Tuesday, October 16, 2012

Rancangan ala Dian Pelangi


Rancangan Dian Pelangi sudah menjelajah ke mana saja?
            Beberapa wilayah Timur Tengah seperti Dubai, Abu Dhabi, Kairo, Jordania. Juga Malaysia, Singapura, Perth, Melbourne, London. Akhir tahun ini, insyaAllah ada muslim world exhibition di Paris.
            Sudah banyak juga yang menawarkan untuk membuka butik di luar negeri, tapi saya masih butuh banyak pengalaman. Banyak juga tawaran untuk sekadar memasarkan koleksi-koleksi saya di Dubai, Jordania, bahkan Belgia.
Ada trik saat membawa koleksi ke mancanegara?
            Saya selalu survei dulu budaya dan tren masyarakat setempat. Misalnya, saat ke Australia, saya pilih model-model coat atau maxi dress. Kalau ke Timur Tengah, saya buat model-model Kaftan. Ini mungkin yang membuat busana saya juga mudah diterima di setiap tempat yang saya datangi.
Inspirasi rancangan Anda?
            Saya sangat suka dengan gaya busana Timur Tengah. Saya mulai mengamati gaya busana mereka sejak saya sekolah di Mesir. Saya pikir, mereka yang paling menjiwai bagaimana cara berbusana muslim yang baik. Ini sangat menginspirasi saya dalam mendesain busana muslim.
            Tapi saya tak terpaku pada gaya mereka. Saya juga suka mengadopsi gaya busana masyarakat Eropa saat musim dingin. Dari situ saya mulai mencoba merancang busana tapi tetap dengan memadukan ciri khas budaya Indonesia, seperti jumputan, songket, dan batik.
            Saya ingin mengangkat pengrajin asli Indonesia, agar hasil kerajinan mereka dikenal masyarakat luas.
Pakem rancangan busana muslim?
            Yang jelas, bahannya nggak boleh transparan, desainnya nggak boleh membentuk tubuh, auratnya harus tertutup rapat, tidak mengundang perhatian orang, dan nggak terlalu heboh.
            Cuma kan masing-masing juga ada tolak ukurnya. Kita juga harus memperhatikan perkembangan zaman. Kalau tidak, kita semakin sulit menginspirasi seseorang untuk mengenakan busana rapat dan menggunakan hijab.
            Dulu orang menganggap mengenakan busana muslim selalu identik dengan gaya yang kampungan, tapi sekarang kan tidak lagi, mereka yang berbusana muslim juga bisa tetap tampil bergaya namun aurat tetap terjaga.
Ada yang kontra dengan karya Anda?
            Bagi sebagian kalangan, desain saya mungkin ada yang agak ekstrim. Ada yang bilang Dian Pelangi busananya nggak mencirikan Islam. Itu jadi masukan.
            Ada juga yang bilang Dian Pelangi sukses karena ibu dan bapaknya. Ini memang usaha warisan, tapi seharusnya mereka melihat setelah saya pegang grafiknya menurun, naik, atau stag. Yang pasti, nggak mudah meneruskan usaha ini.

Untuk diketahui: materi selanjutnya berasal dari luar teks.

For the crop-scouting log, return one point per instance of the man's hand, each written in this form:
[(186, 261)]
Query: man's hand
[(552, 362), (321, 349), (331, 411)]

Ciri khas busana Dian Pelangi?
            Setiap desainer harus punya karakter. Yang selalu saya tekankan adalah corak warna-warni sesuai label ‘Pelangi’ yang saya pakai. Minimal ada 2 -3 warna dalam setiap rancangan saya. Harapannya, tanpa melihat label, orang sudah tahu itu rancangan saya. Kalau tidak, bisa dicap rancangan orang lain.
Material kain impor atau lokal?
            Tenun, songket , batik, dan jumputan diproduksi sendiri di Pekalongan. Bahannya pun asli Indonesia. Khusus jumputan yang memang asli Palembang, biasanya saya desain dulu gradasi warnanya baru dijumput. Kalau tenun, bapak saya menekuni sejak lama.
Ada berapa karyawan?
Di Jakarta sekitar 50 orang. Di Pekalongan sekitar 300 pengrajin.
Kemampuan produksi dalam sebulan?
            Saya punya beberapa jenis produk, yaitu Batik Pelangi, Dian Pelangi, Bride Pelangi, dan Tenun Pelangi. Ada kategori mass product dengan harga berkisar Rp50-400 ribu, dan special product Rp500 ribu sampai Rp3 juta.
            Total sebulan bisa produksi 1.000 potong baju. Tapi, memasuki bulan Ramadan ini permintaan bisa meningkat tujuh kali lipat.